Jenis II Nama Rumah Adat : Omo Tuho
Asal : Nias Selatan


Deskripsi :
Rumah adat seperti ini disebut Omo Tuho. Bentuk dasarnya sama dengan Omo Nifolasara tetapi tidak diberikan ukiran kepala monster (Lasara) di depannya. Jalan masuk masih berada di bawah, tetapi tidak ada ruangan khusus (ruangan pribadi). Biasanya hanya dimiliki oleh penduduk asli (Sowanua).
Jenis III, Nama Rumah Adat : Omo Sala
Asal  : Onohondrö, Telukdalam


Deskripsi :
Rumah adat seperti ini disebut Omo Sala. Bentuk dasarnya sama dengan Omo Tuho tetapi tidak diberikan ukiran kepala monster (Lasara) di depannya. Jalan masuknya disebelah samping. Ini meng-gambarkan bahwa pemilik rumah adalah masyarakat biasa (Si’ila dan Sato) yang tidak harus dihormati secara istimewa. Tidak ada ruangan pribadi ‘Malige’ di dalamnya. Rumah jenis ini masih banyak dijumpai di desa-desa tradisional di wilayah Telukdalam, Nias Selatan.

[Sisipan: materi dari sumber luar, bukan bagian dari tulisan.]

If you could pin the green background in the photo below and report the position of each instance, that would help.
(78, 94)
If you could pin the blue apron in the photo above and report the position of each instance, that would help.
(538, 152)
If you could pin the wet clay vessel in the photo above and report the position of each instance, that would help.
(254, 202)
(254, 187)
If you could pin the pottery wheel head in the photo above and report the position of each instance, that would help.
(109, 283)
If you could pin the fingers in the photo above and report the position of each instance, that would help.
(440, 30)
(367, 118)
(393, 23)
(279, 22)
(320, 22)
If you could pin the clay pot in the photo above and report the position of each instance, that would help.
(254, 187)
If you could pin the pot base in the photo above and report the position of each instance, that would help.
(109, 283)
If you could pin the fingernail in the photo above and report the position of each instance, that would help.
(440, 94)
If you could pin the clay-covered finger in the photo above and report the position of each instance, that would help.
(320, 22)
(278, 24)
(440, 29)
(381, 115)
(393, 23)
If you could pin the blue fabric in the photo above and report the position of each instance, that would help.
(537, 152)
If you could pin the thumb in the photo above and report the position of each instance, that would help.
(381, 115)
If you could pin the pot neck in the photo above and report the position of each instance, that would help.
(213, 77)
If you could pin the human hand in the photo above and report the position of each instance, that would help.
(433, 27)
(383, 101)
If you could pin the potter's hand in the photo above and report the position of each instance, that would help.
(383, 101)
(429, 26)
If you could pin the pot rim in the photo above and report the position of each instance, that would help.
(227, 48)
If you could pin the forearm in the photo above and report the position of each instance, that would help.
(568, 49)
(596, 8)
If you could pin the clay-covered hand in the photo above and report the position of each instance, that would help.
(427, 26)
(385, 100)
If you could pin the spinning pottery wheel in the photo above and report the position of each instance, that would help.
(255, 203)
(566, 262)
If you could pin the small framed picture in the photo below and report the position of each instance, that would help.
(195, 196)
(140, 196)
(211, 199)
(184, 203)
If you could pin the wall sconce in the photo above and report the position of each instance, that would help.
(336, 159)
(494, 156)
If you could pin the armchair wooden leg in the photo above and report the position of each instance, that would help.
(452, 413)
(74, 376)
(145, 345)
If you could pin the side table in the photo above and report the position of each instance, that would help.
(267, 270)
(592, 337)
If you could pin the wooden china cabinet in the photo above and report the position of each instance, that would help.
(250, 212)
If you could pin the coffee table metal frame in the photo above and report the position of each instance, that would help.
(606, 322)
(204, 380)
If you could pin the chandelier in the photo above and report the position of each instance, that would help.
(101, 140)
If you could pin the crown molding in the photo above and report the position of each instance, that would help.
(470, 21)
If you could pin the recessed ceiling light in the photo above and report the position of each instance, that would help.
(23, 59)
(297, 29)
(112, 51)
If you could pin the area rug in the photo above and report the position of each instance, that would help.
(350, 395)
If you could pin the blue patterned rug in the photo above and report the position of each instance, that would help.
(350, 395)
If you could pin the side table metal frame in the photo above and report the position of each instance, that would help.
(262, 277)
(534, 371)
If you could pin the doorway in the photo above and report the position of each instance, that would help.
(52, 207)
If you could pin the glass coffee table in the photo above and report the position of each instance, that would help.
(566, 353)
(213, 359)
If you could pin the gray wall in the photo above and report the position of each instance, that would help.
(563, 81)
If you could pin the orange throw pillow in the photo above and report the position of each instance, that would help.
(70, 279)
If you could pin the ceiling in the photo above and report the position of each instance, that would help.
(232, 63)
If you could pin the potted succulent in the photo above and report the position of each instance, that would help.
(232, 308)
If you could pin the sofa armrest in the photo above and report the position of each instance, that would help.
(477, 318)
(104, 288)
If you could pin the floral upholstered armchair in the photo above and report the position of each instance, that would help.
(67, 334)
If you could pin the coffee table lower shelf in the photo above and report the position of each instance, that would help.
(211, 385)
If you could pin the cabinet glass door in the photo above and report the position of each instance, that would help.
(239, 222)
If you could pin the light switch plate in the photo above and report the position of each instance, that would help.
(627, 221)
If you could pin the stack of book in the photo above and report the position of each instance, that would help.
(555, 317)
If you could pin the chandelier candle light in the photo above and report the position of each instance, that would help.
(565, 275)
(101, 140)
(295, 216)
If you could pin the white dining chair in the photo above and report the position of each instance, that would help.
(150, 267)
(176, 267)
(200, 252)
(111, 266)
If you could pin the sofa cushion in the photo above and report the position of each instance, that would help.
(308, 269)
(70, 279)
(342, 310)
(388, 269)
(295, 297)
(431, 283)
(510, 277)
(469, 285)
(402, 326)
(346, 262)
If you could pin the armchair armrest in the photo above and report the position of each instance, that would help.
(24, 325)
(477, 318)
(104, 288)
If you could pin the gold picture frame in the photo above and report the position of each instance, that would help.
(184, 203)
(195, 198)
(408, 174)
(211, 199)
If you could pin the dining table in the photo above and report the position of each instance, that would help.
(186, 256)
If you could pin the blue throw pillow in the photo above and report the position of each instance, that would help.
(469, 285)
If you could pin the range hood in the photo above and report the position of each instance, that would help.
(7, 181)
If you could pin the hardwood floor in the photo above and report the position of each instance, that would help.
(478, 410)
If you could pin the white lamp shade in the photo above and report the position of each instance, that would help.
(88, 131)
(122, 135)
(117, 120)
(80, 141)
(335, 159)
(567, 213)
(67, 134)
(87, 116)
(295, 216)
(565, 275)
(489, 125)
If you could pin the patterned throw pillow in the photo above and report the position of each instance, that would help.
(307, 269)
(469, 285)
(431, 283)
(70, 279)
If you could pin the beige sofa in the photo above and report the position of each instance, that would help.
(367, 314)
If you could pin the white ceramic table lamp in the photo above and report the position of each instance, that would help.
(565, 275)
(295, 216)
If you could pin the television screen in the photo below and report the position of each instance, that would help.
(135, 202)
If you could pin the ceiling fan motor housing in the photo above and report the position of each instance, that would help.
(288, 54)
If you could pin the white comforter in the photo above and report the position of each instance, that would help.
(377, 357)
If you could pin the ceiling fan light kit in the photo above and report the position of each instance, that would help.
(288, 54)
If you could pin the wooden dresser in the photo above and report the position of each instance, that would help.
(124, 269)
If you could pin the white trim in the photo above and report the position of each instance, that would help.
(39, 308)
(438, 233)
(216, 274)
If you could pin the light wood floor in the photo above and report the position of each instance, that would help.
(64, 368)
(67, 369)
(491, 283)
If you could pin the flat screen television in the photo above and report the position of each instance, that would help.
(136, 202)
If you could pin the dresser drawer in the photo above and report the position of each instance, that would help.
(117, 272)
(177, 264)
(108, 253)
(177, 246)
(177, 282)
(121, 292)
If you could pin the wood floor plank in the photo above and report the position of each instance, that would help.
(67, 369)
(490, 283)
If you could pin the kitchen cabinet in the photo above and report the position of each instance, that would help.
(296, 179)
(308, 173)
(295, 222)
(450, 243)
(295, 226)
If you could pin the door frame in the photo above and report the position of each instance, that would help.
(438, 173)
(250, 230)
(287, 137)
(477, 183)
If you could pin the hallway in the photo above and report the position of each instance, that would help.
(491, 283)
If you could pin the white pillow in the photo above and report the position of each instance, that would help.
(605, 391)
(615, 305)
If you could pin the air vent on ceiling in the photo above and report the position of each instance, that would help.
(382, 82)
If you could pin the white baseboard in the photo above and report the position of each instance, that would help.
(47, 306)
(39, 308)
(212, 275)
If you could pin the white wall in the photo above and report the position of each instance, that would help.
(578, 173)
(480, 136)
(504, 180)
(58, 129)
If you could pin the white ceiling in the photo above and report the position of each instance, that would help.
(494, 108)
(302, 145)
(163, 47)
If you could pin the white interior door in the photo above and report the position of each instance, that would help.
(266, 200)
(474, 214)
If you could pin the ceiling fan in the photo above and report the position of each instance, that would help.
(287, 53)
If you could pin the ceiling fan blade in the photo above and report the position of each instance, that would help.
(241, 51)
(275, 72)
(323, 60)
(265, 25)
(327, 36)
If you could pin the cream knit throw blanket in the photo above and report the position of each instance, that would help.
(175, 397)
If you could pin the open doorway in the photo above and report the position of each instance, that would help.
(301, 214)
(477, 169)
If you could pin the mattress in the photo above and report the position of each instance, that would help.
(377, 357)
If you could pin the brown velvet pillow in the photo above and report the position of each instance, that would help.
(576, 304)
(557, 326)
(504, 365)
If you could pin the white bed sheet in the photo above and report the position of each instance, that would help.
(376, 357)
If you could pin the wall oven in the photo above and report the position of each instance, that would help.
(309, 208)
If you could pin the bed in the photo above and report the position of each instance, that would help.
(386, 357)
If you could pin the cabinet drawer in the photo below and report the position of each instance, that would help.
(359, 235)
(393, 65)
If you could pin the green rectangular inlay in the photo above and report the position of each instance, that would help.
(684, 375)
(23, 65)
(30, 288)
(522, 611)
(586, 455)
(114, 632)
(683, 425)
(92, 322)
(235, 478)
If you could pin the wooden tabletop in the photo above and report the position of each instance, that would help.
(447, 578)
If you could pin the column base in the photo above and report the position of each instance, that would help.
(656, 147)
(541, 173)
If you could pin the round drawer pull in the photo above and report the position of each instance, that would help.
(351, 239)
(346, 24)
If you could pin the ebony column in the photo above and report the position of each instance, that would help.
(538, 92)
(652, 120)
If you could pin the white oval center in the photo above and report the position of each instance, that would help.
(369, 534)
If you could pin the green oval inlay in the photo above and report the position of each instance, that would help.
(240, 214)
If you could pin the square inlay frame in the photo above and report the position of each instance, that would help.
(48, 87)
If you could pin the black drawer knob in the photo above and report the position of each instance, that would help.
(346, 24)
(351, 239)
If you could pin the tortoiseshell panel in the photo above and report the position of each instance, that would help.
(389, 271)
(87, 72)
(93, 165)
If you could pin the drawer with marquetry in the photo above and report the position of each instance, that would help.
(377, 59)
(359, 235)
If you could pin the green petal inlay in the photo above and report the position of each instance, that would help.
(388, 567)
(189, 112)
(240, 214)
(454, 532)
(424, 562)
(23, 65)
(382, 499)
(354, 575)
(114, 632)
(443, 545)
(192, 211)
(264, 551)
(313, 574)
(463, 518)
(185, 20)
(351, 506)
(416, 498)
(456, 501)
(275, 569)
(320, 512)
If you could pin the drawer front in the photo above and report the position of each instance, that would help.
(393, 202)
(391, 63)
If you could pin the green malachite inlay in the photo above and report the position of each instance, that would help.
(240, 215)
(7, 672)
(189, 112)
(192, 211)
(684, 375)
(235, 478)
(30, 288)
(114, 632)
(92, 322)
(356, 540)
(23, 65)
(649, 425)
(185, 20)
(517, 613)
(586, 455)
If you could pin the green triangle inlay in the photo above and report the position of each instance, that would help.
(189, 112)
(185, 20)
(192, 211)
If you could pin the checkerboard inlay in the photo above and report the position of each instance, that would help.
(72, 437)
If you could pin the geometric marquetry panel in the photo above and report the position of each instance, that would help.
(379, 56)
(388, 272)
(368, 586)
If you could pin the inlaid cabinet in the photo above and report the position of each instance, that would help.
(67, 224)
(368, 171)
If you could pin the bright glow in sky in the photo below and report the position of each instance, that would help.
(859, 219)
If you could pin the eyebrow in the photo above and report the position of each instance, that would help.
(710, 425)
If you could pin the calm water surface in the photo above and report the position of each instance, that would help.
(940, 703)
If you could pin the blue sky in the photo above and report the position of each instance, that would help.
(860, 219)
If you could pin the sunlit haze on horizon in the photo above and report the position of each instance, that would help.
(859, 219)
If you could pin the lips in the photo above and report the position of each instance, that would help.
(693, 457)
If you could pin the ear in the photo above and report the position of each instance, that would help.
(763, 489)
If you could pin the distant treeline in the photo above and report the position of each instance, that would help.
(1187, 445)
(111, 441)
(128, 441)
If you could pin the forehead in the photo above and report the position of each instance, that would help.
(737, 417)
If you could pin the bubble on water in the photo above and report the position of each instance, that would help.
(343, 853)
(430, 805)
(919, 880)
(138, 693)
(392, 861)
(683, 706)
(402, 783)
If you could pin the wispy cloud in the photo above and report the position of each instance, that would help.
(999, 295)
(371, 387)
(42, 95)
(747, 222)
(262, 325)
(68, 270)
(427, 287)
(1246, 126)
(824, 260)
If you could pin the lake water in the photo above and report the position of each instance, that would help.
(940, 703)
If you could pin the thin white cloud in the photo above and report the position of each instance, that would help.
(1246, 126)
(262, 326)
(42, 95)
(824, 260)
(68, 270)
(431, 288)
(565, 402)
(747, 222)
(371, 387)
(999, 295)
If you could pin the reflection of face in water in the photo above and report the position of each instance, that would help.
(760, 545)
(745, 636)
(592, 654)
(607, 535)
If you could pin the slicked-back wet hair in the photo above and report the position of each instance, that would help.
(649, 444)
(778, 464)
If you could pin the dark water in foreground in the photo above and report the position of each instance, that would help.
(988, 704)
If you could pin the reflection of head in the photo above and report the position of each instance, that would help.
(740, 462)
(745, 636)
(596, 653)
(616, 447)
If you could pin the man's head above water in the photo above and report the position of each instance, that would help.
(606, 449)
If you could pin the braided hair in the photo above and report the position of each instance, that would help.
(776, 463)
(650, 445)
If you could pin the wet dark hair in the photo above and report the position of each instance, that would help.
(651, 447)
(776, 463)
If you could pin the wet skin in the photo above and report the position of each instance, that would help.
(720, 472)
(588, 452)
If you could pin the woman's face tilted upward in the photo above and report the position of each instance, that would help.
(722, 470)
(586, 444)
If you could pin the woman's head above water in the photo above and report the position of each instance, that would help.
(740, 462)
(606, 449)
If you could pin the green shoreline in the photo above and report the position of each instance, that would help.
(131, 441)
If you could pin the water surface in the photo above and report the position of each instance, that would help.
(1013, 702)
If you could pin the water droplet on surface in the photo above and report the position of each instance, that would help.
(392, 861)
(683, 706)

Jenis IV, Nama Rumah Adat : Omo hada / Omo hada niha yöu
Asal : Nias Utara, Nias Barat


Deskripsi :
Rumah adat seperti ini disebut Omo Laraga atau Omo hada niha yöu. Bentuknya oval. Terdiri atas dua bagian, yaitu ruangan depan dan ruangan belakang. Rumah seperti ini masih dijumpai di Nias Utara dan Nias Barat. Rumah ini bisa dimiliki oleh siapa saja tanpa membedakan kelas masyarakat, namun mutlak perlu modal besar.
Jenis V, Nama Rumah Adat : Omo Hada / Omo Sebua
Asal : Tögizita, Nias Tengah




Deskripsi :
Rumah adat seperti ini tidak diberi nama khusus, hanya disebut Omo Hada. Rumah seperti ini, dulu terdapat di desa Tögizita, Nias Tengah. Didirikan oleh seorang bapak yang memiliki 4 putra sebelum perang dunia kedua. Mereka tinggal bersama di dalam rumah tersebut semasih ayah mereka hidup, karena itu rumah ini dibuat lebih lebar dan panjang. Namun, seperti biasa di dunia, kesatuan dan keharmonisan tidak terjamin kalau banyak orang atau keluarga tinggal dalam satu rumah. Selagi orang tua hidup masih bisa, tetapi sesudahnya muncul konflik di antara bersaudara. Karena itu rumah tidak dipelihara lagi dan akhirnya dibongkar sekitar tahun 1965.
Jenis VI, Nama Rumah Adat : Omo Hada / Omo Sebua
Asal  : Hililaora, Lahusa


Deskripsi :
Rumah adat seperti ini tidak diberi nama khusus, hanya disebut Omo Hada atau Omo Sebua. Bentuknya agak mirip dengan rumah adat di Nias Selatan. Keistimewaan rumah adat di kecamatan Lahusa dan kecamatan Gomo, Nias Tengah yaitu: kokoh, rustikal dan di bagian depan banyak ukiran, misalnya Hulu dan Balö Hulu.
Jenis VII : Omo Hada
Asal  : Balöhili, Gomo


Deskripsi :.
Rumah adat seperti ini tidak diberi nama khusus, hanya disebut Omo Hada atau Omo Sebua. Inilah satu-satunya rumah adat besar yang masih tinggal di öri Ulu Gomo dan merupakan prototip yang kemudian dikembangkan di Telukdalam.